Kurti bahkan menyebut dilempari telur merupakan harga yang pantas jika hal tersebut menjadi bagian dari proses negosiasi untuk mengatasi kebuntuan politik di Kosovo.
Politikus berusia 51 tahun itu bukan kali pertama menghadapi aksi protes keras di parlemen. Ketika masih menjadi oposisi, anggota partainya juga pernah menggunakan gas air mata di ruang sidang untuk memprotes proses pemungutan suara.
Krisis politik Kosovo terjadi setelah negara tersebut menggelar tiga kali pemilihan umum dalam waktu kurang dari dua tahun. Perpecahan antarpartai membuat parlemen beberapa kali mengalami kebuntuan hingga pembubaran.

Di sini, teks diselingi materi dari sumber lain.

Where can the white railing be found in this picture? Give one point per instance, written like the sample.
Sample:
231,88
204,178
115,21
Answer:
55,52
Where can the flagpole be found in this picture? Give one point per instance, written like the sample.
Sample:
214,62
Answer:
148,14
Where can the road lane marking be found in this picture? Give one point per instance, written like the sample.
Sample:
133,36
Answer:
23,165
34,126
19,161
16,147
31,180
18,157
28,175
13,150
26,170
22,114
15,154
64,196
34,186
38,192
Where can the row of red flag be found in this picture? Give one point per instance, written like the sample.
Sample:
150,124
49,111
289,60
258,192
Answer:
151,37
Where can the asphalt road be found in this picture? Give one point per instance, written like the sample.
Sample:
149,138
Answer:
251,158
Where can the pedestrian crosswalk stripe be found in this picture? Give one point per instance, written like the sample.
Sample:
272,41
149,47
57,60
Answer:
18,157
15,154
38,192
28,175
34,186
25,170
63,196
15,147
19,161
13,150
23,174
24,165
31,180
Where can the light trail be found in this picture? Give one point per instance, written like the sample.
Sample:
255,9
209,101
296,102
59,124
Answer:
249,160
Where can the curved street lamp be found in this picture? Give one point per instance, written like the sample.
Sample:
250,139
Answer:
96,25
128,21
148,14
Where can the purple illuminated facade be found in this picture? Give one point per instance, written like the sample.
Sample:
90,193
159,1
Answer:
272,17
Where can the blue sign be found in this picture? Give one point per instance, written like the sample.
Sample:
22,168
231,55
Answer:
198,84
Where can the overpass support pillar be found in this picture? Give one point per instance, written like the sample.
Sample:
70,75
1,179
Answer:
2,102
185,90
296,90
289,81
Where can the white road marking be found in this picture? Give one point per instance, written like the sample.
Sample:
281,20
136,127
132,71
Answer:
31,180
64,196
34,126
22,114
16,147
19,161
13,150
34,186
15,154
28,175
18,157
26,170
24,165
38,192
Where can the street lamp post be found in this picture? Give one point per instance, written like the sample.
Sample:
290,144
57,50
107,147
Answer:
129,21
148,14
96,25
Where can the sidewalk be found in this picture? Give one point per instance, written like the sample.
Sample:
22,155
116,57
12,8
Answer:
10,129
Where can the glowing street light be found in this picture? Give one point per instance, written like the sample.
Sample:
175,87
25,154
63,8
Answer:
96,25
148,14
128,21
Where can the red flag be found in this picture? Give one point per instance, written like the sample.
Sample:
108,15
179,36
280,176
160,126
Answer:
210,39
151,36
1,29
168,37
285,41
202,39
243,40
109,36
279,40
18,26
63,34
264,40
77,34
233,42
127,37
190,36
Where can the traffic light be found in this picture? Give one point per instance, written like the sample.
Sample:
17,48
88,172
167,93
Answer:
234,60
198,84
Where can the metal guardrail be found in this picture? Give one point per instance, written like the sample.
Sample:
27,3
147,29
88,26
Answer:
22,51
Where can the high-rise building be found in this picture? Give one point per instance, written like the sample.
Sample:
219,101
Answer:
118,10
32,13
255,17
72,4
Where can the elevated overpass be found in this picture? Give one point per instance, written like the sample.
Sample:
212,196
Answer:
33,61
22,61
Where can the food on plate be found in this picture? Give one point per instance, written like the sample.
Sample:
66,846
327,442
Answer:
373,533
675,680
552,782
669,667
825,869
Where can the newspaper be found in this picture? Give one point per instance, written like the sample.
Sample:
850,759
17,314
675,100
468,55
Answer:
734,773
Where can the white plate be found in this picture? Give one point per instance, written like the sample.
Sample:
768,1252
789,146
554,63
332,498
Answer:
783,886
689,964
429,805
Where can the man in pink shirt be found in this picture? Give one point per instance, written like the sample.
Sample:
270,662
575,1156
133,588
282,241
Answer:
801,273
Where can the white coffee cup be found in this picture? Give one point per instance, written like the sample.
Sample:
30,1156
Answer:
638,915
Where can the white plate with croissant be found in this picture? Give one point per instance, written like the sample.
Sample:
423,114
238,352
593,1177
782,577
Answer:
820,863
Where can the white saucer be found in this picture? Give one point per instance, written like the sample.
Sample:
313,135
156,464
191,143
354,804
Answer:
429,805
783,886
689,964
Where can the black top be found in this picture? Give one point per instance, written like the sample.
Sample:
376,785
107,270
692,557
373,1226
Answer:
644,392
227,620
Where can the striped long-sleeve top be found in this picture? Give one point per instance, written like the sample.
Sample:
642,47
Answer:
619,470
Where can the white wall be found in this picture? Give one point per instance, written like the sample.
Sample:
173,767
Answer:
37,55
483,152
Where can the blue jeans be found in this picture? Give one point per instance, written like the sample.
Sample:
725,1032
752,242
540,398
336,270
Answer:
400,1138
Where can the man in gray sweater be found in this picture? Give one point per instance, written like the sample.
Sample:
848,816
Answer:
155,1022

Partai Vetevendosje (VV) yang dipimpin Kurti menjadi pemenang dalam pemilu terakhir yang digelar pada Juni 2026. Partai tersebut memperoleh suara terbanyak di parlemen, tetapi belum memiliki dukungan yang cukup untuk menentukan presiden baru.
Pemilihan presiden membutuhkan dukungan dua pertiga anggota parlemen. Karena itu, Kurti harus membuka negosiasi dengan sejumlah partai oposisi untuk mendapatkan tambahan dukungan.
Namun, hingga kini VV dan kelompok oposisi belum mencapai kesepakatan mengenai calon presiden. Kondisi tersebut membuat proses pembentukan pemerintahan dan pemilihan pimpinan parlemen kembali menemui jalan buntu.
Batas waktu konstitusional untuk memilih ketua parlemen berakhir pada 7 Agustus. Kegagalan mencapai kesepakatan kembali meningkatkan ketidakpastian politik di Kosovo.